Eğer bilirseniz bu sizin için daha hayırlıdır. Namaz kılındıktan sonra yeryüzüne dağılın ve Allah’ın fazlından rızkınızı arayın. Allah’ı çok anın ki kurtuluşa eresiniz.”

Hz. Peygamber kendisi de bizzat alış-veriş yapmış, borçlanmış, rehin vermiş, ortaklık yapmıştır. O, insanlar çeşitli ticaret muameleleri yaparlarken peygamber olmuş ve onları ticaretten men etmemiş, aksine rızkın onda dokuzunun ticarette olduğunu bildirmiştir.

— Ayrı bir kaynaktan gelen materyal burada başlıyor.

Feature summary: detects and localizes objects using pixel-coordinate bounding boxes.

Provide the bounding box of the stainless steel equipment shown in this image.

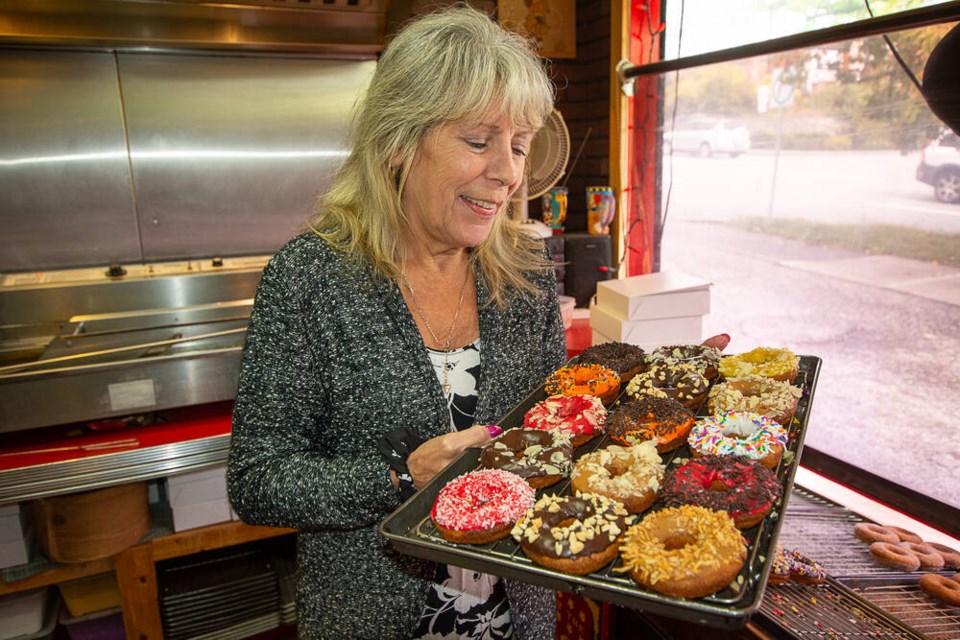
[0,12,376,432]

Ancak ticaret hayatında faiz, karaborsacılık, yalan, hile, gabin ve garar gibi haksız kazanca ve aldatmaya yol açabilen şeyler yasaklanmış, hak sahibinin hakkını alabildiği ve haksızlık yapmak isteyenin dışlandığı bir ekonomik sistem hedeflenmiştir.

Allah elçisinin, ticaret yapanlara ilişkin öğütlerinden bazıları şöyledir: “Sözü ve muamelesi doğru tüccar, kıyamet gününde arşın gölgesi altındadır.” “Bir kimse, gıda maddelerini toplayıp günün rayiç fiyatı ile satsa, sanki onu yoksullara ve ihtiyaç sahiplerine ücretsiz dağıtmış gibi ecir alır.”. “Ey tüccar topluluğu! Hiç kuşkusuz, alış-verişe boş söz ve yalan yere yemin çokça karışır. Bu yüzden, bu eksikliği sadakalarınızla telafi ediniz!”

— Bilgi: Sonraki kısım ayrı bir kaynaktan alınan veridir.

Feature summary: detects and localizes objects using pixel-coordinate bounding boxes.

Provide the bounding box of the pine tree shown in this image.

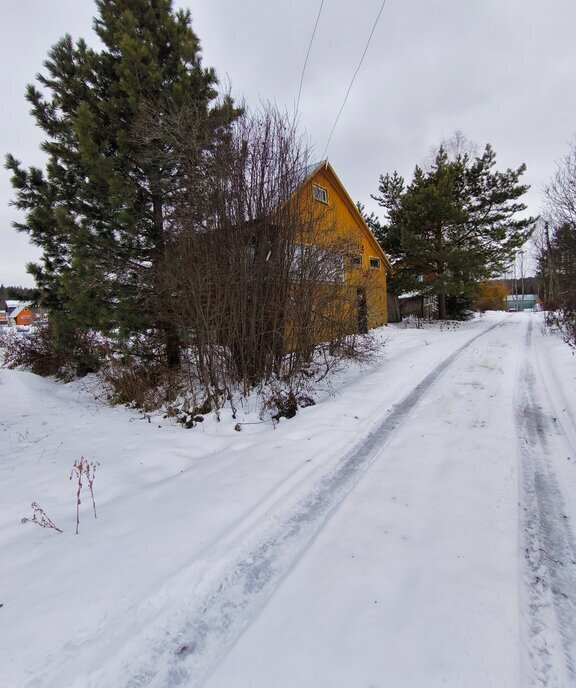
[6,0,237,365]
[367,145,535,319]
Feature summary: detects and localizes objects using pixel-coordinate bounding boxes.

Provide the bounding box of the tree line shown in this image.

“Dürüst, sözüne ve işine güvenilen tüccar, nebîler, sıddîklar ve şehitlerle beraberdir.”

Sağlıklı bir ticaret için, esnaf ve tüccarın kendi alanı ile ilgili bilgileri edinmesi veya yakınında bunları danışabileceği bir uzmanın bulundurması gerekir. Nitekim Hz. Ömer’in halîfe olunca böyle bir bilgilenme seferberliği başlattığı görülür. O’nun bütün yöneticilere yayınladığı ilk ticaret genelgesi şöyledir: “İslâm’a göre, kendi ticaretiyle ilgili fıkhî hükümleri bilmeyen kimse, bizim çarşı ve pazarlarımızda alış-veriş yapmasın. Çünkü bilmeme yüzünden faize düşebilir.”

I- KÂRIN TANIMI VE

KÂRA HAK KAZANILAN DURUMLAR

Bir malı satarken alış fiyatı veya maliyeti üzerine eklenen fazlalığa kâr (rıbh) denir. Kârın meşru olması için, ürünün üretim, alım ve satımının meşru olması yanında, satıcının zarar riskini de üstlenmesi gerekir. Hadiste; “Zarar riski üstlenilmeyen sermaye için, kâr yoktur.” buyrulmuştur.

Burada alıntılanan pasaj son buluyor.